Books have been a big part of my life since childhood. The earliest memory I have of reading a book is when I was around five or six-years-old. It was a small collection of short stories for children; a collection, I suspect, I still have somewhere in the dark reaches of my groaning bookshelves. My grandmother was a teacher and the principal of a school and I remember her taking me to the library there. I think that’s when I fell in love with books and libraries. Later on, my grandfather enrolled me in a local library that also doubled up as a book shop. Every three or four days I would skip along the road holding his hand, my attention only on counting the number of shops we needed to pass before we reached our destination. Once there, I would spend a while looking at titles even though I knew the ones I wanted to borrow.
When I grew up, I started buying books to build a collection rather than borrow from a library. Eventually, I got a Kindle as a birthday present and along with library visits, even real books all but vanished from my life. Until a few months ago.
After more than a year, I held a real book for the first time when I went home to India and took out one of my books to read. I embraced it like a long-lost friend. I found myself devouring page after page, relishing the feel of those crisp sheets in my hands, the joy of making notes with a pencil, and inhaling the somewhat woodsy smell of its pages.
When I returned to Dublin, I returned to my Kindle again but I kept thinking of the books I read and how much I enjoyed them. I didn’t want to buy books due to lack of space. That’s when I realised that I had a Dublin Public Library card and I had barely used it. A worse realisation was that it took me so long to even remember the existence of a library.

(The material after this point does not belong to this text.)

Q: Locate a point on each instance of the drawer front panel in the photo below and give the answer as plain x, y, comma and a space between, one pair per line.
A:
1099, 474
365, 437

The next day I set off, excited like a kid anticipating treats. It would be my first visit to a library in several years. I spent nearly an hour going through the books. In that time, I had only covered less than a third of what the library had to offer. And I had already found five books I wanted to read all at once. I borrowed four and I finished them in two weeks. Since then, I regularly visit the library and borrow at least 3 or 4 books. Note that I am allowed to borrow 12 books at a time (!) and my greediness is restrained only by the fact that I can’t carry all of them home.

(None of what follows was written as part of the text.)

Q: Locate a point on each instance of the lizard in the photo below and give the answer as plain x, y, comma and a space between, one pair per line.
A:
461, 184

Now, I have become spoilt and I find that I am no longer happy with reading an e-book. It feels boring and plasticky. Believe me, I do find the Kindle extremely handy and to be a blessing when I travel. But I have always found that my average reading pace is much slower when I read e-books. I had never given it much thought until this Renaissance in reading happened. So, I was intrigued when I found a study on this. According to the article in The Guardian,
A new study which found that readers using a Kindle were “significantly” worse than paperback readers at recalling when events occurred in a mystery story is part of major new Europe-wide research looking at the impact of digitisation on the reading experience.
Apparently, the research found that readers absorbed less of the plot and connected less with the book when they read it on a Kindle. This is exactly what had been happening to me. I found myself drifting off distractedly in the middle of even very interesting books (something which never occurred in my pre-Kindle days) and I couldn’t recall as many details as I could previously. I had attributed this to one of my low reading phases but this one, alarmingly, seemed to last too long. Well, now I know why.
So, now I mix them up. I read a lot of books from the library and then an e-book or two on the Kindle. It seems much more refreshing that way. And I won’t give up library visits again for the world. They are an experience in themselves.